‘Premiere’ sponsors to get first position within commercial pods on first-run shows

To get primetime advertisers to focus on its highest-rated programs, Discovery Inc. has put together a new package of premiere episodes of series from eight of its networks.

Discovery has long complained about the gap between the rates advertisers pay for broadcast and cable. The Discovery Premiere offering is designed to lure dollars from broadcast with prices that are still more efficient and ratings that are in the same ballpark as the average for broadcast prime.

Discovery Premiere advertisers’ commercials will run in the first position in a show’s pods. Premiere sponsors will also get amenities like custom research, branded tune-in spots and longer billboards.

“There are a lot of things that are being offered to advertisers in these Premiere bundles that are going to be unique to clients that are supporting [the bundles],” Jon Steinlauf, Discovery chief U.S. advertising sales officer, said.

Steinlauf was put in his position after Discovery acquired Scripps Networks Interactive in March, as upfront plans were being finalized. The Premiere plan came together too late to be a large offering, but it has been presented to about 15 clients thus far, he said.

“The key to the strategy really is, we’re only selling first-run episodes and we’re only selling brand-name shows that have very strong followings, and they have good audiences and good environments,” Steinlauf said.

The shows in the package include Discovery Channel’s Gold Rush and Deadliest Catch, HGTV’s Property Brothers and House Hunters, Food Network’s Chopped and Iron Chef Gauntlet, TLC’s Trading Spaces and 90 Day Fiancé, ID’s On the Case With Paula Zahn and People Magazine Investigates and OWN’s To Have and Have Not and Queen Sugar.

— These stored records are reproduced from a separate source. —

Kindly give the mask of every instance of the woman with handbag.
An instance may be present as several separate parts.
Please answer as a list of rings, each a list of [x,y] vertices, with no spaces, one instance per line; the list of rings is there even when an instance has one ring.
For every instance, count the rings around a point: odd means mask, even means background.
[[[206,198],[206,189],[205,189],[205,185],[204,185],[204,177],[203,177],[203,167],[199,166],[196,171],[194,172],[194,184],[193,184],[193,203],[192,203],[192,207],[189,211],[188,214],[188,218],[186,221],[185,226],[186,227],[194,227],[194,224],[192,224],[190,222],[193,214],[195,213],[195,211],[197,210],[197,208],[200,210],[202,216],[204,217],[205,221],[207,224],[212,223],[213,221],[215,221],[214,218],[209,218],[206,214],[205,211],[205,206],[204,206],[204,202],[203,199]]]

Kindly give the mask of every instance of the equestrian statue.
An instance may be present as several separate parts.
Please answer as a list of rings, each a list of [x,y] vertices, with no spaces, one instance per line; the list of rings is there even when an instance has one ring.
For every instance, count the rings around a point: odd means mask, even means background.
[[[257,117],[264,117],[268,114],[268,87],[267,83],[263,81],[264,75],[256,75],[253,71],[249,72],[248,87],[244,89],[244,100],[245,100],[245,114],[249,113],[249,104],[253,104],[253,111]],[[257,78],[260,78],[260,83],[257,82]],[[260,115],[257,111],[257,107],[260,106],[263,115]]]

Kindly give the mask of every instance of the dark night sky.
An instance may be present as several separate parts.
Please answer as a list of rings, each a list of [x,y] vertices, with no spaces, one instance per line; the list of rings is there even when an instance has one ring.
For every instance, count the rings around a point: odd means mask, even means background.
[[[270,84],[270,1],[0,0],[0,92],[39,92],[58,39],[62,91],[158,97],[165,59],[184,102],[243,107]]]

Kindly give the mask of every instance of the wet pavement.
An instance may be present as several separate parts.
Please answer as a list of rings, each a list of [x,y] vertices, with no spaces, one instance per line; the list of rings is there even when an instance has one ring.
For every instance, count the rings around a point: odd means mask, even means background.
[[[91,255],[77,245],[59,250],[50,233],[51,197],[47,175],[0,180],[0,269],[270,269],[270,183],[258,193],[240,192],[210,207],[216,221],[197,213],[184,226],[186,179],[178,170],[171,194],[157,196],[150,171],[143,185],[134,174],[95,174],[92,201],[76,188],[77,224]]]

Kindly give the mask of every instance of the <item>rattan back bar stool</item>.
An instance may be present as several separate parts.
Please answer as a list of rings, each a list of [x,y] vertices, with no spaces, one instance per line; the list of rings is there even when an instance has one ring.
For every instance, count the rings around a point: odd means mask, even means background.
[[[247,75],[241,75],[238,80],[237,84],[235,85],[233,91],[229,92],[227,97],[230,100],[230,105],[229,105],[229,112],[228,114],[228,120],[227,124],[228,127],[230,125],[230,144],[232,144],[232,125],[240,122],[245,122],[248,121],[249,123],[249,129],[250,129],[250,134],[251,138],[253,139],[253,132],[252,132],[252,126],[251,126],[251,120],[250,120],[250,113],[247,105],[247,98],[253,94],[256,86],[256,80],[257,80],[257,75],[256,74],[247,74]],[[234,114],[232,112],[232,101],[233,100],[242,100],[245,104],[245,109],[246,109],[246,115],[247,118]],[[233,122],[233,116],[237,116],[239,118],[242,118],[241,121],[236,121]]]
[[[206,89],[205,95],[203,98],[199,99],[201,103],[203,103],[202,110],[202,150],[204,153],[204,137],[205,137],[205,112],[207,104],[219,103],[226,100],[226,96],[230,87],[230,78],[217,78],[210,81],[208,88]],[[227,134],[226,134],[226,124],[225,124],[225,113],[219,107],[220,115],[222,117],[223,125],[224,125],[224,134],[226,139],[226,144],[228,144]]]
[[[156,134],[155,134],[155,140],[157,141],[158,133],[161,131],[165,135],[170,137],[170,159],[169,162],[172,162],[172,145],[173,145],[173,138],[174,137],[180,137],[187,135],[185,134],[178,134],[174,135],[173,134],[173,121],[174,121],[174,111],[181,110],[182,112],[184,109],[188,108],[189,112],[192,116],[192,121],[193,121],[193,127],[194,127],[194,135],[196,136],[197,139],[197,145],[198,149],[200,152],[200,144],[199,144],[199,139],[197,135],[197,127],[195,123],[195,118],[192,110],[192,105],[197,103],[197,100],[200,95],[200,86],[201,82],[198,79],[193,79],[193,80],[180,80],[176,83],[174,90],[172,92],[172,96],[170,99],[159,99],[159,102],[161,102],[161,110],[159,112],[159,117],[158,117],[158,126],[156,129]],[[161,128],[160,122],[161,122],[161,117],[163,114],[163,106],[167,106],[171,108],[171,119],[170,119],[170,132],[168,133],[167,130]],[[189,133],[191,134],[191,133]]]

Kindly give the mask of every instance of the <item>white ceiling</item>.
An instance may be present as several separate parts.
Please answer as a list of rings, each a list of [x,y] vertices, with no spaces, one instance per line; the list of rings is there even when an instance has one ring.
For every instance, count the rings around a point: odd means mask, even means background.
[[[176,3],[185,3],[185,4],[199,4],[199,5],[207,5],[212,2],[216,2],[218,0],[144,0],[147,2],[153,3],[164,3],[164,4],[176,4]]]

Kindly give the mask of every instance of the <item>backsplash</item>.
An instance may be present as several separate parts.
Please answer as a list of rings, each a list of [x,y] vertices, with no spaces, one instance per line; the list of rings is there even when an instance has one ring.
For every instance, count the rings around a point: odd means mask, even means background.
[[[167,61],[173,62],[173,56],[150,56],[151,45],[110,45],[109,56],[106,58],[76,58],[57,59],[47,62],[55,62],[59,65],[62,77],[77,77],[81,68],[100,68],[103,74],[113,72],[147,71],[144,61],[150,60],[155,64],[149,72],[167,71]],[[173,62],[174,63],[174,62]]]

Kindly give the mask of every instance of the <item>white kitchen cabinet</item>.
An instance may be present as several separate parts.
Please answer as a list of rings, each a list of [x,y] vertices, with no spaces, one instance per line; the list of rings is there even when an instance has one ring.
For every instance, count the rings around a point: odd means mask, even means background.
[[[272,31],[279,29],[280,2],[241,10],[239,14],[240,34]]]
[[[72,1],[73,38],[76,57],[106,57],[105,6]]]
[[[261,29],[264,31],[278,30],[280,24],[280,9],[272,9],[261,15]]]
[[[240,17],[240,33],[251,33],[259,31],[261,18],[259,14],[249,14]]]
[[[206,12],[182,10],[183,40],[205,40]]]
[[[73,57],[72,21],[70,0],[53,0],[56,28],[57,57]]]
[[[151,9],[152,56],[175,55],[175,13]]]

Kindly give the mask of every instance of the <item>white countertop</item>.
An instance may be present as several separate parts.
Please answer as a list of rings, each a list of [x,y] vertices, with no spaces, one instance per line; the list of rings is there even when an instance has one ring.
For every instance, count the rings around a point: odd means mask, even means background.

Premiere advertisers will also get a bite of Discovery’s Shark Week programming.

Many of those shows not only win their time periods on cable but are among the top rated shows on TV when first-run episodes air.

“This company is not lacking for successful television series that do, in today’s world, high ratings,” Steinlauf said.

Some high-rated cable shows have been able to command close to broadcast-level prices on a cost-per-thousand viewers (CPM) basis, but those have mostly been original scripted series like AMC’s The Walking Dead.

Steinlauf said Discovery won’t be seeking broadcast-level CPMs for commercials in the Premiere package.

“We’re looking for strategic partners who see the value in today’s market by looking beyond what the legacy business has been,” he said. “The time has come for an idea like this, and I think we’re one of a handful of companies that can do it because of the depth of hits that we have.”

To some degree, Discovery is breaking from the usual TV ad sales strategy of using the lure of high-rated shows to get advertisers to also buy some less-popular programs. A decade ago, when Turner started putting original scripted shows on TNT, it sold them separately as “broadcast replacement.” More recently, YouTube has been selling its most popular videos in a Google Preferred package aimed at TV advertisers.

Steinlauf expects Discovery Premiere to benefit Discovery Channel, which has the most hit shows, and OWN, which isn’t rated highly enough on a seven-day basis for the network’s top series to show up on some media buyers’ radar screens. Premiere could also help ID, whose ad pricing has lagged despite its rapid climb to become a top-rated network.

“The amount of inventory that’s going to be sold in these Premiere packages is fairly limited,” he said. “We’re asking people to take a small part of their [prime network] budget and buy it this way.”

Steinlauf said Discovery is in the early phases of its upfront negotiations, and demand for TV appears to be holding up. “I think the story for this market is, television is resilient,” he said.